Sudan to Offer 27 Oil Blocks through Global Bid
Acting Energy Minister of Sudan, Kheiri Abdelrahman, has said that Sudan will offer 27 oil concession blocks through a global bid, of which three are offshore blocks and the rest are land blocks.
According to the Sudanese Ministry of Energy and Mining, investors should make use of modern technologies in addition to matching oil production with exploration data.
Abdelrahman explained that the ministry is promoting these blocks to attract investors, stressing that they are keen to attract investors with specific technology to meet the requirements of each block. He indicated that the production plan for the new companies should be consistent with exploration data, in order to reach peak production.
The announcement follows a recent meeting between Abdelrahman and the Governor of East Darfur, Mohamed Aliu, who “emphasized the necessity that oil companies provide social services such as water, education, and health projects, construct roads to connect towns and villages, and address electricity problems.”
Last year, the Undersecretary of the Ministry of Energy and Mining visited oil production fields in West Kordofan and East Darfur as part of a campaign to improve economic and social conditions in both states.

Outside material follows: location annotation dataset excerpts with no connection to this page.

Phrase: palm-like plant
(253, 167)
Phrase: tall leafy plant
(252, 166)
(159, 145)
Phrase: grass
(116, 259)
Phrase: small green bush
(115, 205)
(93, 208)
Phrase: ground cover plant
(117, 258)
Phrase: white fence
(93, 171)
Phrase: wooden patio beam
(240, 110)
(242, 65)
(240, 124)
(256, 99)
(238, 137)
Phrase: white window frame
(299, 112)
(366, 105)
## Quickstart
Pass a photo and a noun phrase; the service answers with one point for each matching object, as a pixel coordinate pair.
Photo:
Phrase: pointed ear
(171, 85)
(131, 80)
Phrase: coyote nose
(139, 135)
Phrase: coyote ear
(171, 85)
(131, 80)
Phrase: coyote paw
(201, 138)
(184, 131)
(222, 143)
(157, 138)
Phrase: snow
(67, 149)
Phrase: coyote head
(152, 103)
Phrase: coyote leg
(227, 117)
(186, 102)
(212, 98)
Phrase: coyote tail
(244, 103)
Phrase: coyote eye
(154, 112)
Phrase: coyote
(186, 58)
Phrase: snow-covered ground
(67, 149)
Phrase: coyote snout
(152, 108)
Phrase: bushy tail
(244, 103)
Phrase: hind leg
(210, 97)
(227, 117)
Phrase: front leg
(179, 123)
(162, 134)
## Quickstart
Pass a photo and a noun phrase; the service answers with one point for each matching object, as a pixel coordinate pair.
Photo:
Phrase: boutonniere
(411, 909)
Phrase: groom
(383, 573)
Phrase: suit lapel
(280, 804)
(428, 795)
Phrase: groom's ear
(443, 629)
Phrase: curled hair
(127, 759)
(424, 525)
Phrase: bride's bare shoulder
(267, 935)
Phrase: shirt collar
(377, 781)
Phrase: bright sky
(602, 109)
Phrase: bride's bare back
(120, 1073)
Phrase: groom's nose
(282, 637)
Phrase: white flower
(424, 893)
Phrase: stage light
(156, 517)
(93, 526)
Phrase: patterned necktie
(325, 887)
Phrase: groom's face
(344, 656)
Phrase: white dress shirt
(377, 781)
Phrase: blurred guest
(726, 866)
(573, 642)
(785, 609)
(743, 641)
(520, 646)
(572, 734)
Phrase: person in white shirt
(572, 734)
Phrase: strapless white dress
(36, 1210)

West Kordofan is considered Sudan’s number one oil state as it includes most of the country’s producing oil fields such as Heglig, Difra, Kanar, Balila, Neem, and El Barasaya. The main oil fields in East Darfur consist of Zarga Um Hadid, Jid El Sayed, and Abu Sufyan.
Improvements demanded at the time included protection of the environment, provision of safety, development of services and roads, and increased employment opportunities.
Environmental experts and MPs have pointed more than once to health hazards threatening the people who are living close to the oil fields.
In 2019, an investigation by InfoNile into the oil industry in West Kordofan documented increased droughts and health conditions affecting people and animals exposed to oil contamination in the air, on the roads, and in local waterways.
According to International Crisis Group, “despite accruing billions of dollars in oil revenues, (former President Omar Al) Bashir’s government failed to invest in Sudan’s mostly agrarian and pastoralist economy, instead pouring money into the bloated security sector and bureaucracy and in the process racking up an international debt burden that is today valued at roughly $60 billion. With the secession of South Sudan in 2011, Khartoum lost a vital source of oil revenue, paving the way for an inflationary spiral and economic crunch that led to the 2018 mass urban protests that snowballed a year later into a revolution.”
On September 25, Sudan and South Sudan signed a draft agreement to develop oil cooperation between the two countries.